In the early morning hours the march set out from the Haifa suburb of Kiryat Motzkin and concluded in nearby Kibbutz Yagur. The heat wave that has blanketed the country forced the procession to halt for numerous rest breaks along the march route, yet organizers were pleased that the weather did not prevent thousands from taking part.

Officials behind the public campaign for Shalit's release said Tuesday that the march presented Prime Minister Benjamin Netanyahu with the political capital necessary to proceed with the prisoner swap negotiations.

From the early morning hours, the blazing sun and sweltering heat left their mark on the participants of the march. Organizers sought relief by beginning the procession earlier than planned so that the assembled marchers could walk as great a distance as possible before conditions became unbearable.

Yet in the afternoon, as the march reached the grounds of the new Haifa Port complex, the weather claimed one casualty, who fainted on the spot.

Just a few meters away sat five women who have been inseparable - Deganit Abisadras, Riva Biran, Silvia Cohen, and two others who refused to divulge their names. All of them work as secretaries for the Haifa and Acre court system. For the past week, they have been on strike in protest of wage conditions. They decided to use the time to express their solidarity with the Shalit family.

The five women initially refused to comment on the record due to fears that their participation will be interpreted as a provocative step against their employer. They did not want to be perceived as exploiting the Shalit issue to gain leverage in their labor struggle.

"We are here to strengthen the Shalit family," said Biran, a department chief at the Acre Magistrate's Court. "We are here as mothers of soldiers, not as court employees."

"Our struggle pales in comparison to the campaign for Shalit," said Abisadras. "There is no comparison."

Biran, a resident of a Haifa suburb, joined the march at 7:00 A.M. and was joined by Abisadras and Cohen.

"My heart goes out to this family," said Abisadras. "The heat and the difficulty are nothing compared to our solidarity with the family. People are marching during the hottest time of the day. It doesn't matter to them how long it takes or where they are going. The important thing is to send a message that the time has come to free Shalit. The sense is that we, the people, are all that the family has left. All they have is our backing and support."

March organizers distributed bottles of water and fruit to the walkers at the numerous rest stops. Biran, the mother of a soldier doing compulsory service and two others in the reserves, attributed the high turnout to "an outpouring of emotions" from the public.

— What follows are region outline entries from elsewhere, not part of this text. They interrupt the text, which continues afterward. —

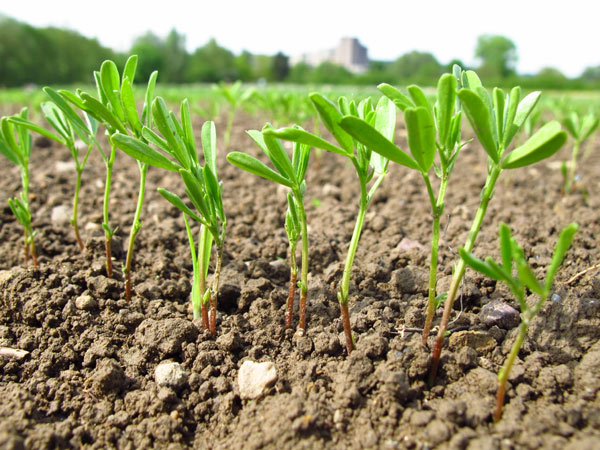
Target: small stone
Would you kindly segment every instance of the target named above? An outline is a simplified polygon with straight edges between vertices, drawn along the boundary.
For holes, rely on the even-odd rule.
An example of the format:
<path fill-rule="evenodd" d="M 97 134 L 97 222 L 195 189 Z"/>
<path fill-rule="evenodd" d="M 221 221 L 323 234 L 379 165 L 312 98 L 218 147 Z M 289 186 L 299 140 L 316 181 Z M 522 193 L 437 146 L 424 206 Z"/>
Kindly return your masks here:
<path fill-rule="evenodd" d="M 500 300 L 492 300 L 483 305 L 479 318 L 488 327 L 497 325 L 505 330 L 510 330 L 521 322 L 519 311 Z"/>
<path fill-rule="evenodd" d="M 68 225 L 71 223 L 71 208 L 67 205 L 58 205 L 52 208 L 50 219 L 54 225 Z"/>
<path fill-rule="evenodd" d="M 98 302 L 91 295 L 80 295 L 75 299 L 75 308 L 92 311 L 98 307 Z"/>
<path fill-rule="evenodd" d="M 261 397 L 277 381 L 277 370 L 270 362 L 244 361 L 238 373 L 240 397 L 244 400 Z"/>
<path fill-rule="evenodd" d="M 181 364 L 176 362 L 163 362 L 154 369 L 154 381 L 159 387 L 169 387 L 179 390 L 187 382 L 188 375 Z"/>
<path fill-rule="evenodd" d="M 488 353 L 496 347 L 496 339 L 485 331 L 464 330 L 452 333 L 448 339 L 450 347 L 471 347 L 477 353 Z"/>

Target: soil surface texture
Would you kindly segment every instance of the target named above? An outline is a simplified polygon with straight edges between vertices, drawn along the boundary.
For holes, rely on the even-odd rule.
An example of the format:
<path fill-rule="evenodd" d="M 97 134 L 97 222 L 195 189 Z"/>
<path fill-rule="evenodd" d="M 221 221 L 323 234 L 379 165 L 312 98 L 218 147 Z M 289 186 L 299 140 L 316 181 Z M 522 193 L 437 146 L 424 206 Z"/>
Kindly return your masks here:
<path fill-rule="evenodd" d="M 199 136 L 201 119 L 194 120 Z M 266 161 L 244 131 L 263 124 L 240 115 L 229 150 Z M 217 130 L 224 129 L 223 118 Z M 406 148 L 401 124 L 397 135 Z M 101 227 L 105 168 L 97 150 L 84 172 L 80 252 L 69 224 L 70 154 L 35 142 L 38 268 L 23 263 L 22 230 L 7 203 L 20 191 L 18 170 L 5 170 L 0 180 L 0 448 L 600 448 L 598 139 L 587 144 L 595 148 L 578 168 L 587 196 L 580 189 L 561 195 L 569 141 L 550 160 L 501 175 L 477 239 L 477 256 L 498 258 L 498 224 L 506 222 L 542 277 L 558 232 L 572 221 L 581 225 L 551 300 L 531 324 L 497 424 L 497 373 L 516 336 L 518 304 L 504 285 L 467 270 L 436 384 L 427 386 L 431 351 L 419 331 L 432 217 L 417 172 L 392 164 L 369 207 L 350 289 L 356 350 L 347 356 L 336 289 L 359 185 L 346 159 L 311 155 L 308 325 L 301 336 L 297 311 L 294 328 L 284 328 L 286 191 L 228 164 L 220 148 L 228 228 L 213 337 L 192 321 L 183 217 L 156 191 L 183 195 L 179 175 L 148 172 L 128 302 L 120 268 L 137 165 L 122 153 L 114 164 L 110 222 L 119 230 L 110 279 Z M 473 141 L 448 187 L 438 292 L 448 289 L 485 177 L 486 154 Z M 258 394 L 241 388 L 246 361 L 272 363 Z"/>

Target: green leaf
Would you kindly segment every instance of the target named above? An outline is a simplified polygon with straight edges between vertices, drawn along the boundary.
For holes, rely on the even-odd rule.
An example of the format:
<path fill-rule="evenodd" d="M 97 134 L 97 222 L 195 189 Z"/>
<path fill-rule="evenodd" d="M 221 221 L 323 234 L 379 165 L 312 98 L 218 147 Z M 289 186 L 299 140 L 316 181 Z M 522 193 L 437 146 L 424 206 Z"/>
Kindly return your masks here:
<path fill-rule="evenodd" d="M 467 119 L 473 127 L 479 142 L 495 163 L 500 161 L 498 155 L 498 145 L 494 140 L 494 133 L 491 127 L 491 114 L 489 105 L 484 103 L 479 95 L 469 89 L 458 91 L 458 98 L 461 101 L 463 110 Z"/>
<path fill-rule="evenodd" d="M 206 221 L 204 219 L 200 218 L 190 208 L 188 208 L 187 205 L 185 203 L 183 203 L 183 200 L 181 200 L 181 198 L 177 194 L 173 194 L 172 192 L 167 191 L 166 189 L 163 189 L 163 188 L 158 188 L 158 193 L 160 195 L 162 195 L 165 199 L 167 199 L 167 201 L 169 203 L 171 203 L 173 206 L 175 206 L 177 209 L 179 209 L 184 214 L 187 214 L 192 219 L 194 219 L 202 224 L 206 224 Z"/>
<path fill-rule="evenodd" d="M 121 121 L 125 121 L 125 114 L 123 107 L 121 106 L 121 95 L 119 86 L 121 80 L 119 79 L 119 70 L 117 65 L 111 61 L 106 60 L 100 66 L 100 81 L 102 82 L 102 91 L 108 99 L 112 112 Z"/>
<path fill-rule="evenodd" d="M 410 153 L 421 170 L 429 172 L 435 158 L 435 124 L 431 112 L 422 106 L 407 108 L 404 120 L 408 131 Z"/>
<path fill-rule="evenodd" d="M 446 73 L 440 77 L 437 86 L 437 127 L 440 138 L 440 144 L 445 147 L 451 147 L 449 144 L 449 135 L 451 134 L 451 121 L 454 114 L 454 105 L 456 104 L 456 77 Z"/>
<path fill-rule="evenodd" d="M 315 105 L 325 128 L 333 135 L 340 147 L 342 147 L 348 155 L 352 155 L 354 152 L 352 137 L 340 127 L 339 123 L 340 120 L 342 120 L 342 115 L 335 107 L 335 104 L 321 94 L 313 93 L 310 94 L 309 97 Z"/>
<path fill-rule="evenodd" d="M 387 83 L 381 83 L 379 86 L 377 86 L 377 89 L 379 89 L 383 95 L 393 101 L 401 111 L 404 111 L 406 108 L 412 108 L 416 106 L 408 96 L 404 95 L 398 89 L 390 86 Z"/>
<path fill-rule="evenodd" d="M 123 102 L 125 117 L 129 126 L 136 136 L 140 136 L 142 133 L 142 123 L 138 117 L 135 98 L 133 98 L 133 88 L 129 78 L 123 79 L 123 85 L 121 86 L 121 101 Z"/>
<path fill-rule="evenodd" d="M 479 273 L 484 274 L 494 280 L 502 280 L 502 276 L 492 269 L 485 261 L 479 259 L 472 253 L 467 252 L 463 247 L 458 249 L 458 254 L 463 261 Z"/>
<path fill-rule="evenodd" d="M 273 169 L 270 169 L 258 159 L 253 156 L 247 155 L 241 152 L 231 152 L 227 155 L 227 161 L 229 161 L 234 166 L 239 167 L 246 172 L 253 173 L 254 175 L 258 175 L 259 177 L 265 178 L 270 181 L 274 181 L 275 183 L 282 184 L 291 188 L 294 183 L 290 180 L 285 179 Z"/>
<path fill-rule="evenodd" d="M 217 131 L 213 121 L 207 121 L 202 124 L 201 139 L 204 161 L 206 161 L 210 170 L 217 176 Z"/>
<path fill-rule="evenodd" d="M 369 149 L 379 153 L 384 158 L 394 161 L 410 169 L 421 170 L 419 164 L 400 148 L 386 139 L 379 131 L 362 119 L 346 116 L 340 125 L 357 141 L 366 145 Z"/>
<path fill-rule="evenodd" d="M 523 145 L 510 152 L 502 160 L 503 169 L 529 166 L 556 153 L 567 141 L 567 133 L 557 121 L 540 128 Z"/>
<path fill-rule="evenodd" d="M 181 166 L 171 161 L 158 150 L 155 150 L 137 138 L 116 133 L 112 136 L 112 141 L 123 152 L 143 163 L 173 172 L 178 172 L 181 168 Z"/>
<path fill-rule="evenodd" d="M 558 241 L 554 247 L 554 254 L 552 255 L 552 262 L 546 271 L 545 289 L 547 292 L 550 292 L 550 289 L 552 288 L 556 272 L 558 272 L 558 268 L 561 266 L 569 247 L 571 247 L 571 242 L 573 241 L 577 230 L 579 230 L 579 225 L 573 222 L 563 228 L 558 236 Z"/>
<path fill-rule="evenodd" d="M 137 55 L 131 55 L 127 58 L 127 62 L 125 63 L 125 68 L 123 69 L 123 80 L 122 83 L 125 82 L 125 79 L 129 79 L 129 83 L 133 84 L 135 80 L 135 70 L 137 68 Z M 122 87 L 122 86 L 121 86 Z"/>
<path fill-rule="evenodd" d="M 272 135 L 285 141 L 299 142 L 300 144 L 309 145 L 311 147 L 320 148 L 332 153 L 338 153 L 344 156 L 352 156 L 352 153 L 348 153 L 345 149 L 337 147 L 325 139 L 315 136 L 306 130 L 298 128 L 280 128 L 278 130 L 267 129 L 263 131 L 265 135 Z"/>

"I feel as if it is not just Shalit who is in captivity," she said, "but our entire nation is on an island in the Middle East."

Biran said it is incumbent upon all Israelis to join in the campaign for Shalit's freedom. "We sent him off to battle," she said. "We sent him to defend us. So it is our duty to do everything in our power to bring him back."

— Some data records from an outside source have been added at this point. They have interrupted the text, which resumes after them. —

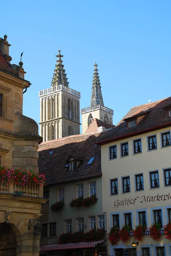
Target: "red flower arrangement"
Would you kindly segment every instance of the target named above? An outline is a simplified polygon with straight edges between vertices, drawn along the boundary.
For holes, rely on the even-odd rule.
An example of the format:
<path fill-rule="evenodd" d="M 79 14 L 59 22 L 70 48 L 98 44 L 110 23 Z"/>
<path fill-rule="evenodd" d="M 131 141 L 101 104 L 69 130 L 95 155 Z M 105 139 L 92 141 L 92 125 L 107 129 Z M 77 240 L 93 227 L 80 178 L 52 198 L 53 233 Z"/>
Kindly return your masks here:
<path fill-rule="evenodd" d="M 138 241 L 140 241 L 147 227 L 144 225 L 136 226 L 135 229 L 133 231 L 135 239 Z"/>
<path fill-rule="evenodd" d="M 130 232 L 131 230 L 129 226 L 123 226 L 119 231 L 119 236 L 120 240 L 124 243 L 128 240 Z"/>
<path fill-rule="evenodd" d="M 90 205 L 93 205 L 97 202 L 98 198 L 96 195 L 93 195 L 85 198 L 79 197 L 75 198 L 70 203 L 70 206 L 71 208 L 73 207 L 79 207 L 81 206 L 85 206 L 87 207 L 90 207 Z"/>
<path fill-rule="evenodd" d="M 171 239 L 171 222 L 169 222 L 163 227 L 165 236 L 167 239 Z"/>
<path fill-rule="evenodd" d="M 10 182 L 22 186 L 25 185 L 42 186 L 45 180 L 44 175 L 39 174 L 35 170 L 26 168 L 22 171 L 16 167 L 0 166 L 0 181 L 6 186 Z"/>
<path fill-rule="evenodd" d="M 119 229 L 118 227 L 113 227 L 110 228 L 110 231 L 107 234 L 107 239 L 112 245 L 116 244 L 119 240 Z"/>
<path fill-rule="evenodd" d="M 64 204 L 64 201 L 56 202 L 53 204 L 52 204 L 50 207 L 50 209 L 52 212 L 56 212 L 57 211 L 63 209 Z"/>
<path fill-rule="evenodd" d="M 150 237 L 153 240 L 157 240 L 160 236 L 160 230 L 161 224 L 159 223 L 152 223 L 149 227 Z"/>

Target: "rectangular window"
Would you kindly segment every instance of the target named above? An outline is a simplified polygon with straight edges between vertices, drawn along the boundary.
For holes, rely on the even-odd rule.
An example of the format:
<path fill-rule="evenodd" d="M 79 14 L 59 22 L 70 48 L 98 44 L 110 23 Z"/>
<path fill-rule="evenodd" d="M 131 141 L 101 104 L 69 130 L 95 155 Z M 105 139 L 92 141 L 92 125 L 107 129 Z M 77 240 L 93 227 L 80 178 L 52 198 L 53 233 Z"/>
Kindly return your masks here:
<path fill-rule="evenodd" d="M 141 140 L 136 140 L 133 141 L 133 153 L 138 154 L 142 152 L 141 148 Z"/>
<path fill-rule="evenodd" d="M 43 191 L 43 198 L 46 199 L 49 199 L 49 191 L 46 190 L 46 191 Z"/>
<path fill-rule="evenodd" d="M 90 217 L 90 230 L 96 229 L 96 216 Z"/>
<path fill-rule="evenodd" d="M 143 190 L 144 189 L 144 182 L 142 174 L 136 175 L 135 180 L 136 191 Z"/>
<path fill-rule="evenodd" d="M 134 127 L 136 126 L 135 121 L 132 121 L 128 122 L 128 128 Z"/>
<path fill-rule="evenodd" d="M 77 219 L 77 230 L 84 231 L 84 218 Z"/>
<path fill-rule="evenodd" d="M 3 95 L 0 94 L 0 116 L 3 115 Z"/>
<path fill-rule="evenodd" d="M 158 171 L 155 172 L 151 172 L 150 175 L 150 183 L 151 189 L 159 187 L 159 174 Z"/>
<path fill-rule="evenodd" d="M 171 169 L 164 170 L 165 186 L 171 186 Z"/>
<path fill-rule="evenodd" d="M 96 195 L 96 183 L 91 182 L 90 183 L 90 195 Z"/>
<path fill-rule="evenodd" d="M 129 177 L 122 178 L 122 192 L 130 192 L 130 180 Z"/>
<path fill-rule="evenodd" d="M 64 188 L 59 189 L 58 190 L 58 202 L 64 201 Z"/>
<path fill-rule="evenodd" d="M 165 247 L 160 246 L 156 247 L 157 256 L 165 256 Z"/>
<path fill-rule="evenodd" d="M 168 219 L 169 222 L 171 221 L 171 209 L 168 209 Z"/>
<path fill-rule="evenodd" d="M 84 198 L 84 186 L 83 184 L 78 185 L 77 186 L 77 198 Z"/>
<path fill-rule="evenodd" d="M 72 233 L 72 220 L 65 221 L 65 232 L 66 233 Z"/>
<path fill-rule="evenodd" d="M 71 162 L 70 163 L 70 171 L 75 171 L 75 162 Z"/>
<path fill-rule="evenodd" d="M 116 145 L 110 147 L 110 159 L 114 159 L 117 158 Z"/>
<path fill-rule="evenodd" d="M 154 223 L 159 223 L 161 227 L 162 227 L 162 210 L 155 210 L 154 211 Z"/>
<path fill-rule="evenodd" d="M 47 236 L 47 224 L 42 224 L 42 226 L 41 237 L 46 237 Z"/>
<path fill-rule="evenodd" d="M 147 227 L 146 212 L 139 212 L 138 214 L 139 215 L 139 224 Z"/>
<path fill-rule="evenodd" d="M 150 256 L 150 248 L 142 248 L 142 256 Z"/>
<path fill-rule="evenodd" d="M 171 145 L 171 135 L 170 131 L 165 132 L 161 134 L 162 147 L 168 147 Z"/>
<path fill-rule="evenodd" d="M 104 215 L 99 216 L 99 228 L 105 228 Z"/>
<path fill-rule="evenodd" d="M 125 214 L 125 226 L 129 226 L 132 229 L 131 213 Z"/>
<path fill-rule="evenodd" d="M 115 227 L 119 228 L 119 214 L 113 215 L 113 226 Z"/>
<path fill-rule="evenodd" d="M 156 135 L 148 137 L 148 150 L 153 150 L 157 148 Z"/>
<path fill-rule="evenodd" d="M 111 195 L 118 194 L 118 179 L 110 180 L 110 189 Z"/>
<path fill-rule="evenodd" d="M 123 143 L 121 144 L 121 156 L 126 157 L 128 155 L 128 143 Z"/>
<path fill-rule="evenodd" d="M 50 223 L 50 236 L 56 236 L 56 223 Z"/>

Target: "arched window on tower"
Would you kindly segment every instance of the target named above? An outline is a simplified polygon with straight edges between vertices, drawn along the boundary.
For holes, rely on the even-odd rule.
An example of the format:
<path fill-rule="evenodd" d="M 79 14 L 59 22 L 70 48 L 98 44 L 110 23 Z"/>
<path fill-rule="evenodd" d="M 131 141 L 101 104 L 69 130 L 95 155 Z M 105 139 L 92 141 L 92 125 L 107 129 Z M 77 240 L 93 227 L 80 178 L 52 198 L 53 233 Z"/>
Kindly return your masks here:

The Haifa municipality welcomed the procession with a giant puzzle depicting the Shalit family, with the pieces that comprise the image of Gilad Shalit noticeably absent. With hundreds of Haifans looking on, Mayor Yona Yahav gave the pieces to Shalit's father, Noam, so that he could pass it on to government representatives in Jerusalem.

"Thank you for the warm hospitality, for it is certainly warm," Noam Shalit said to the mayor. He then turned to the gathered locals and pleaded with them to join the march. "Walk with us to Tel Aviv and Jerusalem," he said.

While the missing puzzle pieces are symbolic, according to Biran, the march represents much more than mere symbolism.

"It is a reflection of the people's will," she said. "Throughout history public pressure has yielded results and influenced even the most obstinate leaders. Take for example Golda Meir and Moshe Dayan after the Yom Kippur War. Public pressure will move Netanyahu to bring Gilad Shalit home."